The Middle East is a region locked in history. The core hinge holding closed the doors to a modern and prosperous Middle East is the Palestinian-Israeli conflict. This conflict may possibly be the most written about and studied in world history. Sadly, all of the writings and studies have done very little, if anything, to relieve the two peoples, Palestinians and Israelis, of a reality of despair and hopelessness. For Palestinians, the receivers of the long-standing Israeli military occupation, life is regularly equated to a living hell by anyone who dares to dig deeper than the daily newspaper headlines. Without a just political agreement soon, not only will the possibility of a two-state solution be lost forever, but also the conflict will move to a level of violence and despair that only those living the reality can feel and fear.

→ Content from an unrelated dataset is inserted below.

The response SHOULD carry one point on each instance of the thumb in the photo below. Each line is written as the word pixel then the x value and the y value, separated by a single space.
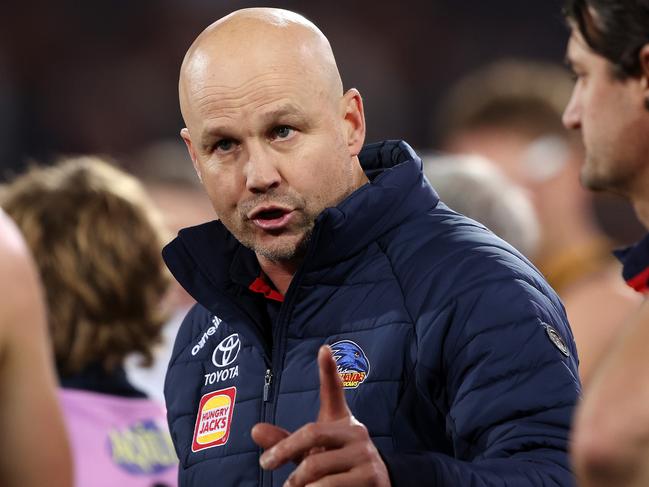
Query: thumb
pixel 267 435
pixel 333 405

In light of the deteriorating political, security and human tragedy that have locked Palestinians and Israelis in a dance of death, it seems that the conflict will also log the most peace accords conceived in an attempt to solve the issue. From the Balfour Declaration in 1917 to the Geneva Accord in 2003, to date, all of them have failed miserably, leaving 83 years of suffering in their path. Likewise, nothing in the horizon seems to hold the key to a lasting peace, despite unusually loud rhetoric surrounding the latest two peace initiatives, the Geneva Accord and the Nusseibeh-Ayalon Statement.
We have little faith that either of these two documents will materialize to more than a positioning exercise between two weak leaderships, the Palestinian leadership and the Israeli leadership; and we are not convinced that the substance of either one can succeed in providing a framework for lasting peace. Nonetheless, we support and applaud both of these efforts.

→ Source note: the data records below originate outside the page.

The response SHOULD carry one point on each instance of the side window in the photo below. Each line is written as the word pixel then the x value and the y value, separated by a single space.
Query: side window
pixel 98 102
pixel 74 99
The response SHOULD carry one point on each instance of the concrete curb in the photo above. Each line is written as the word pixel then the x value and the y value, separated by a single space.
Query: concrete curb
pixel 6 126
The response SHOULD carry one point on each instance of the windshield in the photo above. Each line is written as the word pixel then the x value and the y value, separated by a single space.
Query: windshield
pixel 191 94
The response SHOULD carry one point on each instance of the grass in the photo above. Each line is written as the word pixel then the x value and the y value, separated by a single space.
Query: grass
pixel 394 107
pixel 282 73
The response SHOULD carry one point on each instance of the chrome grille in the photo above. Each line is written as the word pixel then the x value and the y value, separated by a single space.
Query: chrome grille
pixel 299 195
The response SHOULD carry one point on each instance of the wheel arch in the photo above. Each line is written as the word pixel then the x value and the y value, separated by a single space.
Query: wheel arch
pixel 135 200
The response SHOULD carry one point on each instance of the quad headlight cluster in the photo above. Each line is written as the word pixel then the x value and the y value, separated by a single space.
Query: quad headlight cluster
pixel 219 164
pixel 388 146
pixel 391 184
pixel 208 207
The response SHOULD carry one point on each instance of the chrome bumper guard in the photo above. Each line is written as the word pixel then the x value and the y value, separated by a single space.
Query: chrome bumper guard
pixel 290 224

Leaving aside the merits or drawbacks of the peace initiatives currently being floated, we would like to reinforce their foundation with a statement that is more strategic in its approach. Peace requires principles. Principles need to be clear and concise (consider the Balfour Declaration of 1917, which arguably ushered in the modern phase of the conflict - in only 67 words). If the two sides cannot agree to a clear, concise statement of basic and core principles, any exercise in drafting a solution on paper will miss the critical lesson of the failed Oslo Peace Accords – namely, that peace must be made by the two peoples, not by the documents their leaderships draft. The best-drafted and most broadly-publicized peace initiative in the world cannot put Palestinians and Israelis on a road to reconciliation if the Palestinian and Israeli people are not convinced and willing to bring the documents to life. Such a conviction will only materialize if the principles of peace become facts and if the reality on the ground takes a serious positive step forward.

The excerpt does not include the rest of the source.